Pas obligatoire mais conseillé

Avant quatre semaines, l’anesthésie n’est pas obligatoire mais fortement conseillée. Ce n’est pas parce que le veau est jeune, qu’il ne sent rien. Il ressent la douleur tout autant qu’un bovin adulte. C’est aussi pour cela que l’utilisation de pâte caustique n’est pas à encourager. Son danger est d’abord pour l’éleveur qui l’applique (gants impératifs !). Son usage se traduit ensuite par une douleur importante et durable pour le veau avec un risque pour ses congénères s’il se frotte à eux. Son utilisation en système allaitant présente ensuite un risque évident pour le pis des mères.

 

 

Bien respecter les délais entre les interventions

Il est impératif d’être bien organisé pour planifier les différentes injections au bon moment en respectant le temps d’action de chacun des trois différents médicaments, afin d’être certain de pouvoir enchaîner successivement les interventions sur le lot de veaux à écorner dans les bons délais.

Rappels sur la réglementation

Un éleveur est autorisé à effectuer l’acte vétérinaire de l’écornage à condition qu’il soit titulaire d’un diplôme équivalent au moins à un BEP, un BP agricole ou qu’il dispose d’une expérience professionnelle de plus d’un an en élevage. Même si la réglementation française ne traite pas de l’écornage, les recommandations du conseil de l’Europe indiquent que pour des veaux de plus de 4 semaines, l’écornage des animaux doit être réalisé sous sédation, anesthésie locale et administration d’un anti-inflammatoire. Pour des veaux plus jeunes, anesthésier n’est pas obligatoire mais recommandé. Pour les élevages en agriculture biologique, l’écornage des veaux est autorisé mais l’intervention doit être précédée de l’administration d’un anti-inflammatoire quel que soit l’âge du veau.

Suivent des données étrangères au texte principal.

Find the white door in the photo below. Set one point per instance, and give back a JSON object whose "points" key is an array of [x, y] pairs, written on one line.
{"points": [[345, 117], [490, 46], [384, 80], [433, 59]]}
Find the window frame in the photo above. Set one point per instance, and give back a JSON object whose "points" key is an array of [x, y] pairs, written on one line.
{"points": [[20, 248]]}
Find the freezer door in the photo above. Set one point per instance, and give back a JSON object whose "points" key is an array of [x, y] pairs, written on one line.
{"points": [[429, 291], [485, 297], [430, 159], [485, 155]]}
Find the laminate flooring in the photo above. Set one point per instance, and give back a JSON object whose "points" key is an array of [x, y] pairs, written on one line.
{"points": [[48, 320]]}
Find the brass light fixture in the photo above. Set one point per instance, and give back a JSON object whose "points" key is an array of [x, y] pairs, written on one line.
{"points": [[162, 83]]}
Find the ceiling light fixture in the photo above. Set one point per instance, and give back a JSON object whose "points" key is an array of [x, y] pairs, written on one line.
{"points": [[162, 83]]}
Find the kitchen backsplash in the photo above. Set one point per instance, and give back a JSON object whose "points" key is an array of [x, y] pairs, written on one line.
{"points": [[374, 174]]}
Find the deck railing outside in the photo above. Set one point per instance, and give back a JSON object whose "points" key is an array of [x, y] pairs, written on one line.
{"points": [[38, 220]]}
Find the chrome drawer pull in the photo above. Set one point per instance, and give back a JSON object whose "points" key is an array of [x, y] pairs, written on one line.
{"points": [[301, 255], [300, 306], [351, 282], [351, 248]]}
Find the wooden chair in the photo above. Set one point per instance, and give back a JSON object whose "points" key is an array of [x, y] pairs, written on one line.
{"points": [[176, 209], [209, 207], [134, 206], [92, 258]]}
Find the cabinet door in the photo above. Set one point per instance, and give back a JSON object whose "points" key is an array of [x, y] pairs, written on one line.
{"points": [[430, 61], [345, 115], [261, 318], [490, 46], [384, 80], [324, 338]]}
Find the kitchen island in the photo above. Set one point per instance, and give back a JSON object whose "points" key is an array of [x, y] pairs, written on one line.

Légalement, les éleveurs n’ont pas le droit d’utiliser des anesthésiques locaux sauf s’ils ont participé à une formation de ce type. Sinon la règle serait que le vétérinaire vienne pour administrer l’anesthésique avant l’intervention.

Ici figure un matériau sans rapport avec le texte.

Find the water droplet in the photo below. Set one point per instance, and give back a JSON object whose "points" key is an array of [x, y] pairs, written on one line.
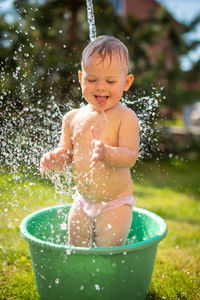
{"points": [[97, 287]]}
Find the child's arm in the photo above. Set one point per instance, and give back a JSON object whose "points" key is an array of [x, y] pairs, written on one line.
{"points": [[125, 155], [61, 156]]}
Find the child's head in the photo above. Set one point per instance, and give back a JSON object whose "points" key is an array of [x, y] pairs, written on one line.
{"points": [[106, 46], [104, 76]]}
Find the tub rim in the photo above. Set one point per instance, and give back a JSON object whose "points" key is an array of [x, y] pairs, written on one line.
{"points": [[32, 240]]}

Les six étapes dans l’ordre

1 Administration du sédatif. Elle est ici réalisée sur des mâles montbéliards dans un atelier d’engraissement. Mesuré au ruban, leur poids avoisine en moyenne les 100 kg soit des animaux un peu trop lourds et trop âgés.

2 La tonte de l’emplacement du bourgeon et de la zone d’injection de l’anesthésique local permet d’abord de bien visualiser le cornillon et de limiter les risques d’infection liés à des poils qui pourraient coller à la plaie. Cela évite également la fumée et limite l’encrassement du fer.

3 Injection de l’anesthésique local. Elle est réalisée en deux points précis à 1 centimètre sous la peau : -1- 4 ml le long de la crête osseuse située entre l’orbite et le bourgeon cornual, à mi-distance entre ces deux repères. -2- 1 ml entre la base du cartilage de l’oreille et le bourgeon cornual.

4 L’écorneur doit atteindre 700 °C à 800 °C rapidement. Un test sur une planche permet de bien voir si la résistance permet de faire un anneau continu, condition impérative pour avoir un écornage bien réussi en respectant les préconisations du constructeur.

5 Vérification de l’anneau de cautérisation et de son cercle blanc continu. Il est en revanche totalement inutile de faire sauter le cornillon. Ce dernier partira de lui-même quelques jours après l’intervention car il se nécrose une fois qu’il n’est plus vascularisé. Cela présente un risque d’infection et de souffrance supplémentaire dans la mesure où la surface de la plaie sera plus importante.

6 La désinfection avec un spray refroidit les tissus cautérisés. Ne pas oublier une surveillance renforcée dans les jours qui suivent l’intervention, surtout si les veaux ont été écornés tardivement.